Bu kafa karışıklığı yaşanırken İstanbul’da neler oldu peki? Bazı tartışmalı bölgelerde elektrikler kesildi! Bazı sandıklarda kavga çıktı. Her ne kadar yasak olsa da Twitter’dan “Aman sandıkları boş bırakmayın. Moralleri bozup sandıktan sizi uzaklaştırmak istiyorlar” diyenler arttı. “Mümkünse sandıkların üzerine oturun” diyenler bile oldu.

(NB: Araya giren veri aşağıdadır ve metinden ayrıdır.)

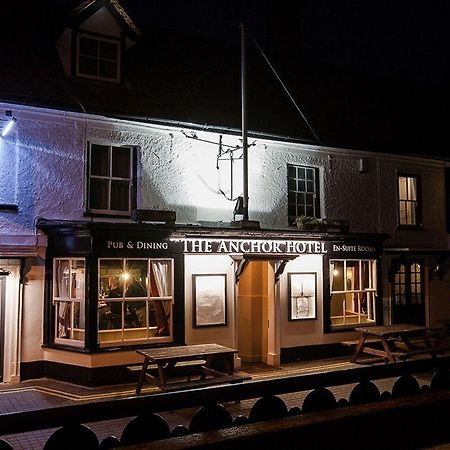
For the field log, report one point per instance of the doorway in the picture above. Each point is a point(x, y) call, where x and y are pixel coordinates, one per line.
point(408, 299)
point(255, 306)
point(2, 322)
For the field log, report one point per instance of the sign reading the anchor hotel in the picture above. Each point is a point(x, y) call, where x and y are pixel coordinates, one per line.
point(252, 246)
point(243, 246)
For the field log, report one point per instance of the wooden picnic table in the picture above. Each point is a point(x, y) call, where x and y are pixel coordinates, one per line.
point(395, 340)
point(213, 360)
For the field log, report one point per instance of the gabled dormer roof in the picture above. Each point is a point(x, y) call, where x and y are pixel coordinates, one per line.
point(89, 7)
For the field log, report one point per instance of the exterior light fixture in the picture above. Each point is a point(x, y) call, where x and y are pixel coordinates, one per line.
point(9, 124)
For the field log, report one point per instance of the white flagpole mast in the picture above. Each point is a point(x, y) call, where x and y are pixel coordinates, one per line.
point(244, 125)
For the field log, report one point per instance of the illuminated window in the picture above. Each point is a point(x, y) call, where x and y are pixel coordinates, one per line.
point(353, 288)
point(110, 179)
point(69, 301)
point(98, 58)
point(135, 298)
point(409, 200)
point(303, 192)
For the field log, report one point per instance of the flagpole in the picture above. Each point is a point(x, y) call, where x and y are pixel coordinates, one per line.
point(244, 125)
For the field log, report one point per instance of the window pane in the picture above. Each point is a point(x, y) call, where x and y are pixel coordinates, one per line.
point(110, 315)
point(62, 280)
point(121, 162)
point(135, 314)
point(137, 282)
point(411, 214)
point(402, 190)
point(108, 50)
point(99, 190)
point(63, 315)
point(88, 65)
point(412, 188)
point(301, 186)
point(88, 46)
point(77, 284)
point(337, 275)
point(107, 69)
point(120, 195)
point(99, 160)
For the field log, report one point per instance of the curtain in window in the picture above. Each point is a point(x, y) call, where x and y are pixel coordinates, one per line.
point(159, 277)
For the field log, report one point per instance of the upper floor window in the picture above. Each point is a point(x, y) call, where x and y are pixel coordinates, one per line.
point(303, 192)
point(98, 58)
point(409, 205)
point(110, 179)
point(69, 301)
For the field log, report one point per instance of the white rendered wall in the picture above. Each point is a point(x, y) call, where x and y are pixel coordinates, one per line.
point(44, 173)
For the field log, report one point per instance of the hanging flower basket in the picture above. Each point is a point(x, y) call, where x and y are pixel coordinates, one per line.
point(309, 223)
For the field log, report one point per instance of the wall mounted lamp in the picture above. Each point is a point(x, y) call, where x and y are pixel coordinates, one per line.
point(8, 123)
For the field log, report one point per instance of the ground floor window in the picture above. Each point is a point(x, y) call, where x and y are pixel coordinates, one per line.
point(69, 300)
point(135, 300)
point(353, 292)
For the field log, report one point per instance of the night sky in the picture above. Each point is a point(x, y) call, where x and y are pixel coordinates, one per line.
point(367, 74)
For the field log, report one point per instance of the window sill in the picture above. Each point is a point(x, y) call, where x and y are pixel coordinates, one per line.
point(9, 207)
point(111, 215)
point(410, 228)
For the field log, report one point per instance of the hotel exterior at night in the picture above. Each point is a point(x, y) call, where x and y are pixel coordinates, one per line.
point(120, 232)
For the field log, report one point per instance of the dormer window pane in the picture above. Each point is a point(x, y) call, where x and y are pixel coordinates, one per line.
point(108, 50)
point(98, 58)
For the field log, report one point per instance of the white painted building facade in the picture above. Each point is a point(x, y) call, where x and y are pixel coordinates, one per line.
point(44, 176)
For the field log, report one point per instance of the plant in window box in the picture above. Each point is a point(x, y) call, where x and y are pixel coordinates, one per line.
point(309, 223)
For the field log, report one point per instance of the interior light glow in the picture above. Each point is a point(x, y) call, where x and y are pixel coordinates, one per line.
point(8, 126)
point(125, 276)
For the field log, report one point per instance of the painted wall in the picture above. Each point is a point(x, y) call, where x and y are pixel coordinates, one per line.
point(43, 172)
point(180, 173)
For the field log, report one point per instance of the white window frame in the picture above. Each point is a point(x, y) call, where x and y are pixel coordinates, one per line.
point(99, 39)
point(169, 299)
point(409, 205)
point(57, 300)
point(301, 208)
point(109, 179)
point(371, 293)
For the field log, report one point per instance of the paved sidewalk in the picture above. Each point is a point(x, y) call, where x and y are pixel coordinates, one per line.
point(46, 393)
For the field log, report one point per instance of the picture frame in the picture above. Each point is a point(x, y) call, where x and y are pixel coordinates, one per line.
point(302, 296)
point(209, 300)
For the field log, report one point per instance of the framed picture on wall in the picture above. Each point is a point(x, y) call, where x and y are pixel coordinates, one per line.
point(209, 300)
point(302, 296)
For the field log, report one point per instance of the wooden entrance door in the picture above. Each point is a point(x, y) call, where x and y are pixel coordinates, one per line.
point(408, 297)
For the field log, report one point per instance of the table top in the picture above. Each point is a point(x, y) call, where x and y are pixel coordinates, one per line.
point(392, 330)
point(185, 352)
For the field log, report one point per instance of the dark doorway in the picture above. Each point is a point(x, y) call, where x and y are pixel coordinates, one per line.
point(408, 297)
point(2, 321)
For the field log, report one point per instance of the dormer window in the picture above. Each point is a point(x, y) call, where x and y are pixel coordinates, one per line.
point(98, 57)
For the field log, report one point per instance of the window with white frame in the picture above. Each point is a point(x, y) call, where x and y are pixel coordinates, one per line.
point(69, 301)
point(110, 179)
point(353, 289)
point(98, 57)
point(135, 300)
point(409, 200)
point(303, 192)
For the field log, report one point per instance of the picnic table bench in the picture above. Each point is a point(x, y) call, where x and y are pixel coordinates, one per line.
point(400, 341)
point(212, 363)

İstanbul’da seçim yarışının bu noktaya yani kavgaya dönüşmesinin nedenleri vardı tabii. Bir kere CHP, adayı Sarıgül’e çok güveniyordu. CHP seçmeni, Sarıgül’ün çok çalıştığına inanıyordu. Adalet ve Kalkınma Partisi’ne olan tepki nedeniyle Sarıgül’ün eli de kuvvetliydi. Görünür bir seçim ittifakı olmasa bile MHP seçmenleri arasında oyunu Sarıgül’e vermeyi planlayanlar gözle görülür haldeydi. “Tatava yapma bas geç” diye özellikle HPD ve daha sonra MHP seçmeninin oyunu almaya çalışan kampanyalar düzenlendi. Hesaplara göre her şey yolunda giderse Kadir Topbaş’la kafa kafaya gidecek bir yarış planlanıyordu. Bu nedenle yüzde 10 fark, CHP seçmenine hiç inandırıcı gelmedi ve “Kaybettiler, sorun çıkarmaya çalışıyorlar” diye algılandı. Arka arkaya açıklamalar gelmeye başladı. CHP İstanbul İl Başkanı Oğuz Kaan Salıcı kameraların karşısına geçti, “Biz öndeyiz” dedi. Adalet ve Kalkınma Partisi İstanbul İl Başkanı Aziz Babuşcu “Hayır, biz öndeyiz” dedi, hatta henüz sandıkların yüzde 25’i açılmışken “Topbaş’la devam ediyoruz” bile dedi. Neticede geç saatlere kadar bu tartışma karşısında seçmenler “soru işareti” şeklinde televizyon ekranlarına kilitlenip kaldı. İşin en acıklı yanı, sandık demokrasinin vazgeçilmezi ve bugüne kadar sığınılan en güvenli limanken bu kadar karmaşanın ardından herkes “Biz neye, kime güveneceğiz?” noktasına geldi. Gazeteler malum, belli bir saatte dönmek zorunda. Sorarsanız ne olur diye? Topbaş geceyarısı itibariyle kazandı gibi. Ama Sarıgül’ü biraz tanıdıysak bu iş mahkemede biter!